Aceite-se ou rejeite-se esse intelectualismo, o que vinha de escrever eu é que em Varda essa passagem entre o olhar a paisagem como um corpo e um corpo como uma paisagem, o reconhecimento da rigidez da convenção – estética e existencial – e da liberdade – estética e… existencial – são marcas que nunca deixou e que talvez tenham fundado esse novo rolar de vaga francês, uma vaga que queria entrar natural e selvaticamente pelas urbes adentro mas que reinvindicava as citações literárias das personagens bem aconchegadinhos na cama. O longe e o perto, o natural e o estranho, os rostos-máscara de Bergman e os pescadores da “terra que treme” todos no mesmo gestos, todas a emergir das mesmas tomadas fixas com carga de eternidade. Nesse dualismo que é também, ou sobretudo, o do individualismo dos amantes e a subjectividade partilhada da colectividade, Varda nega-nos no início o rosto do casal quando ela chega a Pointe Courte vinda da cidade (do ferro). E mais tarde ele confirma: “não é sobre eles que aquilo se trata”. À mulher que já-não-ama não nos interessa mais o rosto, à mulher que-tanto-ama, que tem tantos filhos (uns pendurados na mesa outros a chorar, outros a morrer como gatos), vemo-lo bem: um rosto desesperado, franzido de dor pela morte de um dos seus filhos, Daniel, que jaz sem vida num caixãozinho a seu lado. Palavras mudas de um plano ao qual depois de seguirá o choro de luto das vizinhas.

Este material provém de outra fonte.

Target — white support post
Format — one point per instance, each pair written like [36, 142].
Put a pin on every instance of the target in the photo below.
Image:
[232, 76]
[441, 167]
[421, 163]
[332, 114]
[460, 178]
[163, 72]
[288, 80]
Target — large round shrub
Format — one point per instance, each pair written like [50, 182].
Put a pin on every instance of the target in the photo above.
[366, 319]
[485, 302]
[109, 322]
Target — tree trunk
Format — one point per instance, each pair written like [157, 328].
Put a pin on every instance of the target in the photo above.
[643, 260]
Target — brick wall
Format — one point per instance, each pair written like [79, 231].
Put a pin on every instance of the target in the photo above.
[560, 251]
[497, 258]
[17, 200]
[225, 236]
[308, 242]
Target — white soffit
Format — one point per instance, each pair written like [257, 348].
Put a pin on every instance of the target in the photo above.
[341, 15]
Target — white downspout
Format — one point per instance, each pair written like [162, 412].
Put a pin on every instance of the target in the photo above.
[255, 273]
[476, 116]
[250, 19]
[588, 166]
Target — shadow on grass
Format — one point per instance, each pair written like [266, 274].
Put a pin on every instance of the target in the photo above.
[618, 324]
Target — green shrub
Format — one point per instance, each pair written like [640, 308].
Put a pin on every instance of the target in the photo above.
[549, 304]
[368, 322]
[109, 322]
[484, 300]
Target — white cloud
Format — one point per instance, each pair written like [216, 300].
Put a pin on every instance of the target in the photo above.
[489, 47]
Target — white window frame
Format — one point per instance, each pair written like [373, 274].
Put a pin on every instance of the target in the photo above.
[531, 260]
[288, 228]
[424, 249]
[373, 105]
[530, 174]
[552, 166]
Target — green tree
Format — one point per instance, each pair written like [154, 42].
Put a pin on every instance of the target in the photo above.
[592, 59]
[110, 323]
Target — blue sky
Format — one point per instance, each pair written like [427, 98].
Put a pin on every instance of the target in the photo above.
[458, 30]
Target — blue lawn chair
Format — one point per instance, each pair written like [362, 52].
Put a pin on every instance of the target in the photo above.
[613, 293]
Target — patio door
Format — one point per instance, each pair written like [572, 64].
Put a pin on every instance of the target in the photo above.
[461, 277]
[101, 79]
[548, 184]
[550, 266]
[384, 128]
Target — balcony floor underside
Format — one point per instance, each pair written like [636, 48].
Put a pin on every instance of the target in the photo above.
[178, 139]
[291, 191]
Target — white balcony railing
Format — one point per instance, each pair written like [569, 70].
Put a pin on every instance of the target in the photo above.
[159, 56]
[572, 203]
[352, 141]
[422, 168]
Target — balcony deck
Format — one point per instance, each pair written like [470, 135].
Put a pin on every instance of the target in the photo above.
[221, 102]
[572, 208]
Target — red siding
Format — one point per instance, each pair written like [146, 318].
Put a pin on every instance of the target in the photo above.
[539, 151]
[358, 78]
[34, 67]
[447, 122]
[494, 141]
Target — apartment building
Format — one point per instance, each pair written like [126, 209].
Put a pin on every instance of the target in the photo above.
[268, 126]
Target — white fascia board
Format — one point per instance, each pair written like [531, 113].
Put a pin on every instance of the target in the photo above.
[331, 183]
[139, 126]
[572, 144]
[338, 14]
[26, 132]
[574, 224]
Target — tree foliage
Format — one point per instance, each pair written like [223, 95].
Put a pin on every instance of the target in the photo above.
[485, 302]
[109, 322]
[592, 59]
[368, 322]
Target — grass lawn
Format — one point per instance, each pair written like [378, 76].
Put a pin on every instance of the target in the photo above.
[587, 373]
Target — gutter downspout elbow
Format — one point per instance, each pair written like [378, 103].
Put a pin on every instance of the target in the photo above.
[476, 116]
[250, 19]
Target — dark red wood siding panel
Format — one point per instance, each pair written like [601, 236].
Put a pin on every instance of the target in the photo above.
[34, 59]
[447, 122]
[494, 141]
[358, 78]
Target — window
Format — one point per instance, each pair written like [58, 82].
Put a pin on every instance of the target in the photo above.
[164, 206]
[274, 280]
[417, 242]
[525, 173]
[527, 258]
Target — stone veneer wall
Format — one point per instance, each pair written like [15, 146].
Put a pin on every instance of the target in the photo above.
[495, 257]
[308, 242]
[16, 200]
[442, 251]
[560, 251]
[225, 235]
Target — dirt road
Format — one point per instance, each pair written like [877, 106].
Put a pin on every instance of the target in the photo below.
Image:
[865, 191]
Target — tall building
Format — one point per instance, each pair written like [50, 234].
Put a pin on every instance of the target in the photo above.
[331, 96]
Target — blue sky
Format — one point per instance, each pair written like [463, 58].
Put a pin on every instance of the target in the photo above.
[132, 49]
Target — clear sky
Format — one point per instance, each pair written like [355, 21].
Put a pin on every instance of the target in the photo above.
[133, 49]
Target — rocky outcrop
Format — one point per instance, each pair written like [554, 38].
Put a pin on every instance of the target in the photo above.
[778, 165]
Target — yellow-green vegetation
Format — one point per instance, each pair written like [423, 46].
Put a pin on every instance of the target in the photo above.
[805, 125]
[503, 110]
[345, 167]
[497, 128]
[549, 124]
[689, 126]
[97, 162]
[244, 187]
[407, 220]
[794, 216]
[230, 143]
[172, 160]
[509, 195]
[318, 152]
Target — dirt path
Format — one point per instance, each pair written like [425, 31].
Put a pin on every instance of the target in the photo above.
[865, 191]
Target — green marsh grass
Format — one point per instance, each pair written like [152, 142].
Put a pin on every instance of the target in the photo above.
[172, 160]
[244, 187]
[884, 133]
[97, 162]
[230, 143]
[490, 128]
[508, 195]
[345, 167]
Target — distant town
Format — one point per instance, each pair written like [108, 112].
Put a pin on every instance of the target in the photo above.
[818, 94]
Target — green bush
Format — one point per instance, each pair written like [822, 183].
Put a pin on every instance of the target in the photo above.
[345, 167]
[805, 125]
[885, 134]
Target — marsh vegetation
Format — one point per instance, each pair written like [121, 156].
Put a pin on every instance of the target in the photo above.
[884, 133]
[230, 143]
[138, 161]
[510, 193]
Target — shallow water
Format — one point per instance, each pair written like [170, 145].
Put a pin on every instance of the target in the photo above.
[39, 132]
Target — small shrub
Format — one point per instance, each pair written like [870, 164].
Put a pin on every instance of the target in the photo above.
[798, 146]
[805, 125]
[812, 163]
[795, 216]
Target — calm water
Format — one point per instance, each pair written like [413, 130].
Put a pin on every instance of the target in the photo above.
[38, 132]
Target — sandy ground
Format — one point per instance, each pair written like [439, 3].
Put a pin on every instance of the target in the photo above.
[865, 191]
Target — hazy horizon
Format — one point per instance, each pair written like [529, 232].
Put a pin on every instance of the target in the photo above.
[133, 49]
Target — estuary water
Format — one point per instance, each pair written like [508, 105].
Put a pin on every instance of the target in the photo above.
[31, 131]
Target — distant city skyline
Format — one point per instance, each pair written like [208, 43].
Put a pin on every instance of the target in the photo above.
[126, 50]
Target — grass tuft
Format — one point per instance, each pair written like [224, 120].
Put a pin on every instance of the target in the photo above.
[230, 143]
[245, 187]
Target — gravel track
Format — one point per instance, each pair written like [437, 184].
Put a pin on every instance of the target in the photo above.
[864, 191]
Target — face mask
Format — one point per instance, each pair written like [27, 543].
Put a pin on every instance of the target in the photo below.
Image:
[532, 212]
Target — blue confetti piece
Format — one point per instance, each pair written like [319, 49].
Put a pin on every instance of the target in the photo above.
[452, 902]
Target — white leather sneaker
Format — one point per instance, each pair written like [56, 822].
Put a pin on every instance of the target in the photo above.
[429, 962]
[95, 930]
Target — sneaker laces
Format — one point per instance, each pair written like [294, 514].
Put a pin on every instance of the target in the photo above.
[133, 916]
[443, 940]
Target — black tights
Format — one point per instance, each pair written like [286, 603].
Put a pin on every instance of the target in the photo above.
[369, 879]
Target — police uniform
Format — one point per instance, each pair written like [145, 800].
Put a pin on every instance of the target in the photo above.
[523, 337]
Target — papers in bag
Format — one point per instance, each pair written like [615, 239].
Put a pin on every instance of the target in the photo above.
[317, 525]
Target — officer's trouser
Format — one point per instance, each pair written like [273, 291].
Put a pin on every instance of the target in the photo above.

Retrato de um comunidade que resiste à entrada do licenciamento do seu trabalho, que resiste à libertação dos mais novos do controlo dos mais velhos, que resiste ainda a um amor que se transforma e talvez morra. Varda parece reconhecer nesta sua primeira obra a capacidade de captar e acarinhar uma espécie de êxtase estético e emotivo na captação da imobilidade, do retrato fixado de uma paisagem emocional ou social. Mas como crescer significa partir de um estado a outro, La Pointe-Courte começa com duas chegadas (dos inspectores e d’ “ela”) e com elas a crise da mudança e termina com uma partida. Nessa partida é “ela” que talvez vá definitivamente para a cidade e ganhe um nome, Florence [Cléo de Cinq à Sept (Duas Horas na Vida de uma Mulher, 1961)] e dessas deambulações de um amor passado Varda vá talvez recuperar a felicidade e encontrar as suas cores: o vermelho, o amarelo, o azul, as cores da paisagem e do “idílio” de Le bonheur.